Again, stir risotto constantly.


----------



## Chef Andy (Jan 9, 2014)

NO ChoP! said:


> Regardless of the pan or heat source, the top, bottom, sides will cook and absorb at different rates. The added weight of the bottom grains will cook under pressure....
> 
> Again, stir risotto constantly.



Sure, they'll cook at different rates, but if you follow what I said, the difference will be small. Stirring constantly is overkill and completely unnecessary. Stirring occasionally will suffice. 

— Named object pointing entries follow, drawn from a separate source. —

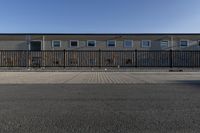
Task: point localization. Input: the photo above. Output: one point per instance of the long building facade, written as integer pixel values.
(37, 42)
(100, 50)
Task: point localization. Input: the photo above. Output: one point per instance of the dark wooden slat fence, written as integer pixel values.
(99, 58)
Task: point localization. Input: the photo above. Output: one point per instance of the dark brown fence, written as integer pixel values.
(100, 58)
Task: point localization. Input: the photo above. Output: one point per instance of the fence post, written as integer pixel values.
(64, 58)
(171, 58)
(99, 58)
(136, 65)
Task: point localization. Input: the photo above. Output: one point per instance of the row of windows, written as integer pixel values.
(127, 43)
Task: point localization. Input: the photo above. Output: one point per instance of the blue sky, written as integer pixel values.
(99, 16)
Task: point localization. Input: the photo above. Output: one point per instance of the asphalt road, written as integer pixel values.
(98, 108)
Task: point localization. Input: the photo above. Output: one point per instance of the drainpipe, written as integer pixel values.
(172, 43)
(43, 42)
(29, 42)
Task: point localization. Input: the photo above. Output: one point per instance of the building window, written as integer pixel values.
(91, 43)
(92, 62)
(146, 43)
(111, 43)
(129, 62)
(74, 43)
(56, 43)
(73, 62)
(128, 43)
(164, 44)
(184, 43)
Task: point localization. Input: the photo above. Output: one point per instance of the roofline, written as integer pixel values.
(110, 34)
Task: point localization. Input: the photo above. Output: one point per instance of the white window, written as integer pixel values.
(164, 44)
(146, 43)
(74, 43)
(128, 43)
(184, 43)
(56, 43)
(91, 43)
(111, 43)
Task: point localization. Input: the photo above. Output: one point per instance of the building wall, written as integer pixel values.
(12, 42)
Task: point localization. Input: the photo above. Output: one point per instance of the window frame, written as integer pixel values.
(188, 43)
(164, 41)
(125, 44)
(55, 41)
(111, 40)
(95, 61)
(146, 46)
(95, 42)
(74, 41)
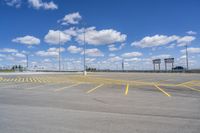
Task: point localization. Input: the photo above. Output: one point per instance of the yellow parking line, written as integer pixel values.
(167, 94)
(35, 87)
(61, 89)
(189, 87)
(184, 83)
(91, 90)
(126, 91)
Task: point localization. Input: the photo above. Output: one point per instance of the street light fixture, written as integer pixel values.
(186, 56)
(84, 59)
(59, 48)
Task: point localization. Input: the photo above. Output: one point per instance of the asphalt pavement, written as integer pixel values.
(100, 103)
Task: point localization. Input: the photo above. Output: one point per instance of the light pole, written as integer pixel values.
(84, 60)
(27, 61)
(186, 56)
(59, 49)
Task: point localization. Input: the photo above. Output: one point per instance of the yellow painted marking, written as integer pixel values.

Again, stirring risotto constantly is a completely old fashioned practice with no real scientific basis behind it.


----------



## Crothcipt (Jan 9, 2014)

This reminds me of a cook that kept shocking rice, (50#) but not mixing the rice when in the water. The water creates a pocket of hot water and isn't cooled even when left there for 15 min. This also happens in a pan, granted at smaller lvls. You can see this happen with thick sauces. If you want a hot sauce (alfredo) you have to make sure it is boiling all through out. If you leave the sauce alone you will scorch the bottom before you get the middle of the alfredo to even some were near room temp. I have taught many cooks that think when the edge of a sauce is boiling that it is ok for them to add pasta at this point. If there is no mixing or agitation of the sauce you get hot and cold pockets through out the final dish. Same is also happening when when you add different temp stock when you stir you are creating a equal balance of temps stopping any pockets from forming. Granted this is happening at a small lvl. but will also create problems if you leave it without any agitation. 

I never have liked standing still for 20 min doing a constant stirring, but once a min or two should be fine enough. 

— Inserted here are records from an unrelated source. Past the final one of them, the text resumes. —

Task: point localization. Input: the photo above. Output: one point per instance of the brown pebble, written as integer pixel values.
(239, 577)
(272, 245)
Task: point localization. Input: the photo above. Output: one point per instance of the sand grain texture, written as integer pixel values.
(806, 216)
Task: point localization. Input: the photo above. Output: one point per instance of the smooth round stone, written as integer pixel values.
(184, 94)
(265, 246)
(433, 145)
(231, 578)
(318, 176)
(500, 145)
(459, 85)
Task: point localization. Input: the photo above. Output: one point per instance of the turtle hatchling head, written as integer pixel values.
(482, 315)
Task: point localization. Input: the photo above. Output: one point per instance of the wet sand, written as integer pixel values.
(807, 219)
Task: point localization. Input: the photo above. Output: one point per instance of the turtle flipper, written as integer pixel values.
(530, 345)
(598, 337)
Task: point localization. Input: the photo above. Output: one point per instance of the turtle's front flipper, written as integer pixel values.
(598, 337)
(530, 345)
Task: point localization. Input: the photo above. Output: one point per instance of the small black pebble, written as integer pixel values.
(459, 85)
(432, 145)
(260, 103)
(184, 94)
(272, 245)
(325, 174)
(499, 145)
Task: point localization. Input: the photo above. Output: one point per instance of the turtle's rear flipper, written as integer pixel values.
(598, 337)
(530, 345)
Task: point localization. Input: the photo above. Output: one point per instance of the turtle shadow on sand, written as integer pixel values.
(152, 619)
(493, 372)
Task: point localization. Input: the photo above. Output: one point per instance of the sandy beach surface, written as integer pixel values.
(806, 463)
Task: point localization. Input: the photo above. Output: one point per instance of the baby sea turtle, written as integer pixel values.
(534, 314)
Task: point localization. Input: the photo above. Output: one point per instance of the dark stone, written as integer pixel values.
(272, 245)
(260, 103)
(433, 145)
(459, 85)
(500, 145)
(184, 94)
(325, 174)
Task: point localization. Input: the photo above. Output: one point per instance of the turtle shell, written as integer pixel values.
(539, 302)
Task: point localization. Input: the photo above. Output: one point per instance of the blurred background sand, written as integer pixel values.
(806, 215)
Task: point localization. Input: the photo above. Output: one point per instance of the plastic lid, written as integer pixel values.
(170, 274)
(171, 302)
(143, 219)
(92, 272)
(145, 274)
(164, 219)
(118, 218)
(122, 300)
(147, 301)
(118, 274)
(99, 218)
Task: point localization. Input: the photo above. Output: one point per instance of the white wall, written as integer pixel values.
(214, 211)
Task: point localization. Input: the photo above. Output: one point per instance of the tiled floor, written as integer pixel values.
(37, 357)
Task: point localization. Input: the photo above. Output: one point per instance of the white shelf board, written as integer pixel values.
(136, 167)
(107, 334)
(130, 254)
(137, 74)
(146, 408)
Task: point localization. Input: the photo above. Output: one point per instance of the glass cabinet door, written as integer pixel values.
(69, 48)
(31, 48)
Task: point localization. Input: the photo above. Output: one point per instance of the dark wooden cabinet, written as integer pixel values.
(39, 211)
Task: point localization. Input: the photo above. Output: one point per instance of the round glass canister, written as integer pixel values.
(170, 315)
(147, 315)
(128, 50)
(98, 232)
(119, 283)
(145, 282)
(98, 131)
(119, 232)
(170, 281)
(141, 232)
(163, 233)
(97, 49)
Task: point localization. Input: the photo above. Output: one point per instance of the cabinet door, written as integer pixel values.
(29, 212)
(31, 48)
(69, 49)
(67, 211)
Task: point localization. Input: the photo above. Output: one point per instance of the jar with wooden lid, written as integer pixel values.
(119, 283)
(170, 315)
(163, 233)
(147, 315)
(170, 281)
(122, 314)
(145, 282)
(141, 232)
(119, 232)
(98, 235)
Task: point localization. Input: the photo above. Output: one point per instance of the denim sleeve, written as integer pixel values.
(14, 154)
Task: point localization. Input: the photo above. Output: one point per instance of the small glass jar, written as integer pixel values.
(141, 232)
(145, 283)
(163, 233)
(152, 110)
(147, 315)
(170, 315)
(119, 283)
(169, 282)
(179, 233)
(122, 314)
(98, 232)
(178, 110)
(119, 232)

Sorry forgot most restaurants make their alfredo b4 service and is usually kept cold for a quicker service time.


----------



## NO ChoP! (Jan 9, 2014)

What your cooking is flavored rice. Risotto is cooked one ladle of liquid at a time, until absorbed, to properly release the starches, and stirred continually. Period. Seasoning with each ladle insures depth of flavor.

I've cooked a few thousand ala minute bowls in probably the most acclaimed for risotto restaurants in the country. Google "battle risotto"....


----------



## NO ChoP! (Jan 9, 2014)

Actually, it was "battle rice". I worked under Paul Bartolotta's chefs watchful eye on risotto station back in the day.

40-100 bowls a night.
100% ala minute.
2-4 varieties.

Every single bowl tasted for seasoning, consistency and texture by the chef. 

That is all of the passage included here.